Local Stanford Group Victims Hold Out Little Hope

by Gwen Moritz  on Monday, Sep. 27, 2010 12:00 am  

Last week's hearing by the Senate Banking Committee into the Securities & Exchange Commission's failure to detect "Sir" Allen Stanford's alleged fraud was a reminder that the damage to Arkansans has not been measured.

An investigation by the SEC's inspector general, David Kotz, found that regulators in the Stanford Group's home state of Texas suspected a Ponzi scheme as early as 1997. And the SEC in Washington, D.C., had evidence by 2007 - by which time Stanford had been operating in Little Rock for several months.

But it wasn't until February 2009 that the SEC lowered the hammer, charging Allen Stanford and a handful of lieutenants with selling $8 billion worth of phony-baloney "certificates of deposit" through a bank Stanford owned in Antigua, the Caribbean island nation that had knighted Stanford in 2006.

In the Senate hearing on Wednesday, according to various national news reports, Kotz complained that the SEC's culture of rewarding the number of successful enforcement actions, rather than the number of investors protected, encouraged regulators to concentrate on easy cases with few victims.

And the Stanford case, as scores of victims could attest if they were willing to speak on the record, is anything but easy.

Stanford clients fell into two categories, those who maintained only brokerage accounts and those who bought Antiguan CDs, reportedly in minimum denominations of $50,000. Brokerage account clients - like Andrew and Susan Meadors of Little Rock, who told their story to Arkansas Business last year - were made whole within a few weeks after the Stanford Group was taken into receivership.

But clients who bought CDs are still waiting, 19 months later, to see whether the receiver appointed by the U.S. District Court in Dallas will find enough Stanford assets to make a dent in their losses - or whether Congress might offer some retroactive relief.

"I've just given it off," a former Stanford client told Arkansas Business last week. "It's gone."

"We would have hoped that these people in Dallas would have gone to trial by now," another victim said.

For more than a year, only a handful of Stanford's Arkansas clients had come forward, including the Meadorses; part-time Little Rock resident Hannah Peck, who briefly filed a federal lawsuit against three brokers in Stanford's Little Rock office; and former Pine Bluff businessman Rick Riley, who told the Arkansas Democrat-Gazette last year that he had borrowed money to buy Antiguan CDs.

Then in July, Christopher J. Collier filed for Chapter 7 bankruptcy, claiming $700,000 in assets and $1.94 million in liabilities.

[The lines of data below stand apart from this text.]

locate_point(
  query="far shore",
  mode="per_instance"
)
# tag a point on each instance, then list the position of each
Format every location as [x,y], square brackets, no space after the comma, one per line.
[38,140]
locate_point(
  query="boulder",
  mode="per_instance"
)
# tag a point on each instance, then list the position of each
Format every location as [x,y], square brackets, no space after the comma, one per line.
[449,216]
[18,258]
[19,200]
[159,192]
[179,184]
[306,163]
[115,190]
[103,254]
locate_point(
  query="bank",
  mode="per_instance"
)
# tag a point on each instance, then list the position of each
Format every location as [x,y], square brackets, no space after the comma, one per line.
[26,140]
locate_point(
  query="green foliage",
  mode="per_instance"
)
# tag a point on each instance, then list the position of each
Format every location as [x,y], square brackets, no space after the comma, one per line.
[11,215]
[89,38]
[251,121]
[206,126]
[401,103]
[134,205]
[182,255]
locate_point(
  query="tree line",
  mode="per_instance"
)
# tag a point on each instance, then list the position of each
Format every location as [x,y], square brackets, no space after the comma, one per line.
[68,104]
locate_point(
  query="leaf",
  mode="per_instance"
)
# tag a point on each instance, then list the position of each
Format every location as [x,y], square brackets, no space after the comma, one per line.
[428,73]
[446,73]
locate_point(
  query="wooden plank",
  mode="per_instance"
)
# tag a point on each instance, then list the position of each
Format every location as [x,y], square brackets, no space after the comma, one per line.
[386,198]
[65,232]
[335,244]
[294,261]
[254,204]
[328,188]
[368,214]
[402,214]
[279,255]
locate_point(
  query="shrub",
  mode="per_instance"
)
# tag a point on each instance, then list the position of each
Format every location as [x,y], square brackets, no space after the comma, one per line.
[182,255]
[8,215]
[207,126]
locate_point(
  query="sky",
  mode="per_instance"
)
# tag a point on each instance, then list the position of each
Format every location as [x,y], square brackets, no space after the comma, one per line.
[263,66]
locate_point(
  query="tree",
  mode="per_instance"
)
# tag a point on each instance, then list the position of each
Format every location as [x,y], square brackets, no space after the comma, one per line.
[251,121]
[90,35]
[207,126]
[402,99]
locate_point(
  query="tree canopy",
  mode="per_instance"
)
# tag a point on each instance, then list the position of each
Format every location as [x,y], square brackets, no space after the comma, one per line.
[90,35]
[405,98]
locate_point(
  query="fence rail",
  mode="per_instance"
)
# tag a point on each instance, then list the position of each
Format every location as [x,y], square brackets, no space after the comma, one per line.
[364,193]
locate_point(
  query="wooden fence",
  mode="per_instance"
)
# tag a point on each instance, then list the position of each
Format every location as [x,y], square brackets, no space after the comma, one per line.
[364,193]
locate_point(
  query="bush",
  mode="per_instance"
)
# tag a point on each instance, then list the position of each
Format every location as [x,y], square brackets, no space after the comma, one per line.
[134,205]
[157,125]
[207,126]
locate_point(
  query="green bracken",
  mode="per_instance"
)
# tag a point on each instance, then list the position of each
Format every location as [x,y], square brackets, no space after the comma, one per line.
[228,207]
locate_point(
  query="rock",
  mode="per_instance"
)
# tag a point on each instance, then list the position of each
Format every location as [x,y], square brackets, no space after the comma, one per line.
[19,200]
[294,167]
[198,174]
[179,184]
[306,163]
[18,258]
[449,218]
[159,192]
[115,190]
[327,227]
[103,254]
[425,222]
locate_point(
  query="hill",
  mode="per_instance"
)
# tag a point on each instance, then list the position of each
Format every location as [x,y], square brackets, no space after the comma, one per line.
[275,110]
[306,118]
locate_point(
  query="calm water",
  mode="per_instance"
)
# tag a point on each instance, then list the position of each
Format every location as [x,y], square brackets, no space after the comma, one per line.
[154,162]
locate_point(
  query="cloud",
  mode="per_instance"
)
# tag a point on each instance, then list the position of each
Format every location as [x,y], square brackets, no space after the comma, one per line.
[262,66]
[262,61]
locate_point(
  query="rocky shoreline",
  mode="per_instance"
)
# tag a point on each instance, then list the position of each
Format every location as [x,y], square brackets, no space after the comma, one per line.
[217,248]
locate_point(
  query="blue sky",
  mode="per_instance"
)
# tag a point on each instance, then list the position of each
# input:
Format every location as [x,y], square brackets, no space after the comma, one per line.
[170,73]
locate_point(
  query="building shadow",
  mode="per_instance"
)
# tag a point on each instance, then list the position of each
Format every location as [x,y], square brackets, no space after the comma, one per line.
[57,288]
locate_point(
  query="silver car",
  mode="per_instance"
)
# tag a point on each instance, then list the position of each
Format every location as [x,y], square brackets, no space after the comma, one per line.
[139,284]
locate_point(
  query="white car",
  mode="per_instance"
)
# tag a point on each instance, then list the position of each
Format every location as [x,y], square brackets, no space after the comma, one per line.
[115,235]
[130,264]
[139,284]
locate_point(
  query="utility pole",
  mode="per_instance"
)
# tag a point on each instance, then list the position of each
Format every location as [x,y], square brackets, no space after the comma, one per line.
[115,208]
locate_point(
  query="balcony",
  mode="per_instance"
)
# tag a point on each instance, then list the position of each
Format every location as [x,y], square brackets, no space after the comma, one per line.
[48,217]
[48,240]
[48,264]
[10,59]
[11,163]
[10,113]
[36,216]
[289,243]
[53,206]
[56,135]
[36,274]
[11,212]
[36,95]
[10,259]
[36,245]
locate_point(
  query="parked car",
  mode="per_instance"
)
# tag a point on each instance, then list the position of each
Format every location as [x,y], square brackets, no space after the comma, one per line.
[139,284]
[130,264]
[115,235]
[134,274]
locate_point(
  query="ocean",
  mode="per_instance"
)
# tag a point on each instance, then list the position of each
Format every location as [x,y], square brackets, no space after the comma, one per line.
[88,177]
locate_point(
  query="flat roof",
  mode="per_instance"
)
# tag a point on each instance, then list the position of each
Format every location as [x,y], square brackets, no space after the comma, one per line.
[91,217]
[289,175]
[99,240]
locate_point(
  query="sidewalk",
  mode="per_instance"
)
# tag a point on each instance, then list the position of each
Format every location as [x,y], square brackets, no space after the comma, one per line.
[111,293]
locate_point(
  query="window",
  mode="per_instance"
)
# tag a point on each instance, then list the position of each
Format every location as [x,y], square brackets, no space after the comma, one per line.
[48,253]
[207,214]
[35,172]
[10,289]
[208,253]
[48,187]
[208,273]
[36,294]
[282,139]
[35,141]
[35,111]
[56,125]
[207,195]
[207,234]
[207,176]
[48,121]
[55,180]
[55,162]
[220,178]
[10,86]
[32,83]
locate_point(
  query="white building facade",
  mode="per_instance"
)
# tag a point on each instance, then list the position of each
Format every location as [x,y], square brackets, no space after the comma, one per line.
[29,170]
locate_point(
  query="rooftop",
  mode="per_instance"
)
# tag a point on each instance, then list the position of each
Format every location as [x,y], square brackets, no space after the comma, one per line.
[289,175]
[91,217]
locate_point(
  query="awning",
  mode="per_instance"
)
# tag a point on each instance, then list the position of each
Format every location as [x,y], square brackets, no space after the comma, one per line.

Collier, 51, was one of the four former Merrill Lynch financial advisers who were working for Atlanta-based StillPoint Advisors' Little Rock office when it was sold to Stanford Group in 2006.

Among his creditors, Collier includes 29 former clients, some of them married couples. One of them, the Pfeifer Sutter Family LLC, represented by Benton attorney Luther Sutter, has a lawsuit pending against the Stanford Group and Collier personally in Saline County. The Pfeifer Sutter Family claim is listed as $112,000. Sutter didn't return calls for comment last week.

For the other 28 clients, however, the amount of their claims is listed as "unknown," and each has the following notation: "possible lawsuit connected with Stanford Investments."